На всякий случай Эраст Петрович заглянул в секцию «Актеры»,
но Смарагдова там не обнаружил. Это естественно: зачем хранить папку, если
человек уже на кладбище?
Не удержавшись, взял досье Элизы. Узнал про нее кое-что
новое. Например, дату ее рождения (первое января 1882 года), в графе
«пристрастия» было написано: «духи с ароматом пармской фиалки, лиловый цвет,
денег не посылать, серебряных ваз не посылать, любит слоновую кость». Он
припомнил, что у нее в волосах часто бывают затейливые заколки из чего-то
белого. А запах фиалок, который он считал ее природным ароматом, выходит,
объясняется духами? На графе «Любовники» Эраст Петрович нахмурился. Там было
два имени. Первое – его собственное, перечеркнутое. Второе – Лимбаха, с
вопросом.
Всё это, впрочем, были глупости, не имеющие никакого
значения. Главное – версия подтвердилась, а значит, можно перейти к стадии
прямого объяснения.
Если в разгар беседы вернутся «пинчеры» – не беда. Серьезной
опасности для профессионала эта шушера не представляет. Свой компактный плоский
«браунинг» Эраст Петрович все же положил на стол, прикрыв листом бумаги. Сел в
кресло, закинул ногу на ногу. Раскурил сигару. Потом громко позвал:
– Эй, наверху! Хватит шептаться! Пожалуйте вниз!
Невнятное бормотание, доносившееся со второго этажа, стихло.
– Поживей, господа! Это я, Фандорин!
Звук опрокинутого стула. Топот на лестнице. В кабинет
ворвался Свист, держа в руке «маузер». Увидел мирно покуривающего гостя,
остолбенел.
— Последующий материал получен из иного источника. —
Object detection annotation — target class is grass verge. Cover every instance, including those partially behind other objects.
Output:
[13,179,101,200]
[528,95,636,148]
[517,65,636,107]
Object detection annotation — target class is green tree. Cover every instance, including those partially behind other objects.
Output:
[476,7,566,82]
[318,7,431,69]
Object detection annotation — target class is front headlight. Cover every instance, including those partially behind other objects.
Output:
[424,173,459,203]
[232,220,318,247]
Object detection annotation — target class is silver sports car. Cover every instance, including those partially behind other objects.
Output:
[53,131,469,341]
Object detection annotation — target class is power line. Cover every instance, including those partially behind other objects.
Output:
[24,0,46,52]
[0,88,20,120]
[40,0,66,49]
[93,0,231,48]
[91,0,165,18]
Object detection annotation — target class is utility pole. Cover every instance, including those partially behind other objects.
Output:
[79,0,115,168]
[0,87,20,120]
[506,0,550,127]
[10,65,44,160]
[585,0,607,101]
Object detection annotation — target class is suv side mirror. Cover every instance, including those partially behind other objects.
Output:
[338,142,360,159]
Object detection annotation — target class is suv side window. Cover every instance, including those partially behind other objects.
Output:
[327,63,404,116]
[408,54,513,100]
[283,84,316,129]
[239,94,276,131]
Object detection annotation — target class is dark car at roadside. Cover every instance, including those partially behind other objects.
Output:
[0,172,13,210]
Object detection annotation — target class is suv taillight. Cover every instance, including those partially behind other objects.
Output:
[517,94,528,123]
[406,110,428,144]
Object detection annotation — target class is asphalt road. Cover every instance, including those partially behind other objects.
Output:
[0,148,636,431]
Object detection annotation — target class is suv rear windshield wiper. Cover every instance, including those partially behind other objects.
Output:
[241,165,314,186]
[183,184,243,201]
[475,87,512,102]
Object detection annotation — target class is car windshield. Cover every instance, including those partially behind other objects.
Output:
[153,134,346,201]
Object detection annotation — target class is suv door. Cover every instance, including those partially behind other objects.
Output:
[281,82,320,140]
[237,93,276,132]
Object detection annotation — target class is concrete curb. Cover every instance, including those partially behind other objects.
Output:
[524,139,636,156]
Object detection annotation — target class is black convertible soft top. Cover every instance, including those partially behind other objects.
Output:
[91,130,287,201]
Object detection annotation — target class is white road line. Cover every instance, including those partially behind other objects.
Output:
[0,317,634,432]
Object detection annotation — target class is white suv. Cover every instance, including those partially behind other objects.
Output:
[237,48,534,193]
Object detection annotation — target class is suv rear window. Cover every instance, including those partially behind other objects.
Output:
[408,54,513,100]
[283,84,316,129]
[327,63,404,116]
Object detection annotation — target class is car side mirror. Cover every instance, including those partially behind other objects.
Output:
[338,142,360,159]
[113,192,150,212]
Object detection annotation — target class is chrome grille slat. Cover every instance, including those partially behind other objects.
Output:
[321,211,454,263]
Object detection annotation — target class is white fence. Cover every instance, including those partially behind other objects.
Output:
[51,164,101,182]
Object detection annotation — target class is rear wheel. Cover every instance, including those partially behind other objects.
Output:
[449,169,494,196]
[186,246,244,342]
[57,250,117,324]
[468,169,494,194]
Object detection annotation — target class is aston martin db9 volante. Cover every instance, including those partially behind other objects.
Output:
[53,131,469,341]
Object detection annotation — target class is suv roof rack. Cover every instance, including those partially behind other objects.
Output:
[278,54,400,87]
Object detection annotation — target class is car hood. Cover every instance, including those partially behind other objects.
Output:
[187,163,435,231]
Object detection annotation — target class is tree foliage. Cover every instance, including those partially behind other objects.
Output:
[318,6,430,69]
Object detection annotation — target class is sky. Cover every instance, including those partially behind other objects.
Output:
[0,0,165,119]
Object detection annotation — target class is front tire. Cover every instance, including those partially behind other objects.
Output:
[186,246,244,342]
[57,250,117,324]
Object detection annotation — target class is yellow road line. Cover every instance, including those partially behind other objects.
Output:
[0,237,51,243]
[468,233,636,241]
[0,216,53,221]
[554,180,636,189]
Из-за плеча своего подручного высунулся господин Царьков –
по-прежнему в халате, но без ночного колпака, вокруг лысины топорщатся
всклокоченные волосы.
– Присаживайтесь, Август Иванович, – мирно сказал ему
Фандорин, не обращая внимания на «маузер». Расслабленность позы была
обманчивой: едва указательный палец Мистера Свиста начал бы движение, как
кресло тут же опустело бы. Пуля пробила бы обшивку. Трудное искусство
моментального перемещения Эраст Петрович когда-то освоил в совершенстве и
старался не терять формы.
Многозначительно взглянув на помощника, самодержец
всемосковский осторожно вышел вперед и встал напротив незваного гостя. Свист
продолжал держать сидящего на мушке.
И превосходно. У собеседника должна быть иллюзия, что он
владеет ситуацией и может оборвать беседу в любой момент роковым для Эраста
Петровича образом.
– Я ждал вашего визита. Но при менее экстравагантных
обстоятельствах. – Царьков кивнул на окно, из-за которого все еще слышались
выстрелы, хоть и редкие. – Мне известно, что вы меня в чем-то подозреваете. Я,
собственно, даже знаю, в чем. Могли бы цивилизованно условиться о встрече, и я
бы вас разуверил.
– Хотелось сначала заглянуть в ваш архив, – пояснил
Фандорин.
Лишь теперь Царь заметил выпотрошенные шкафы. Пухлое лицо
исказилось от гнева.
– Кто бы вы ни были, пускай тысячу раз Ник Картер или Шерлок
Холмс, но это наглость, за которую придется ответить! – процедил Царьков.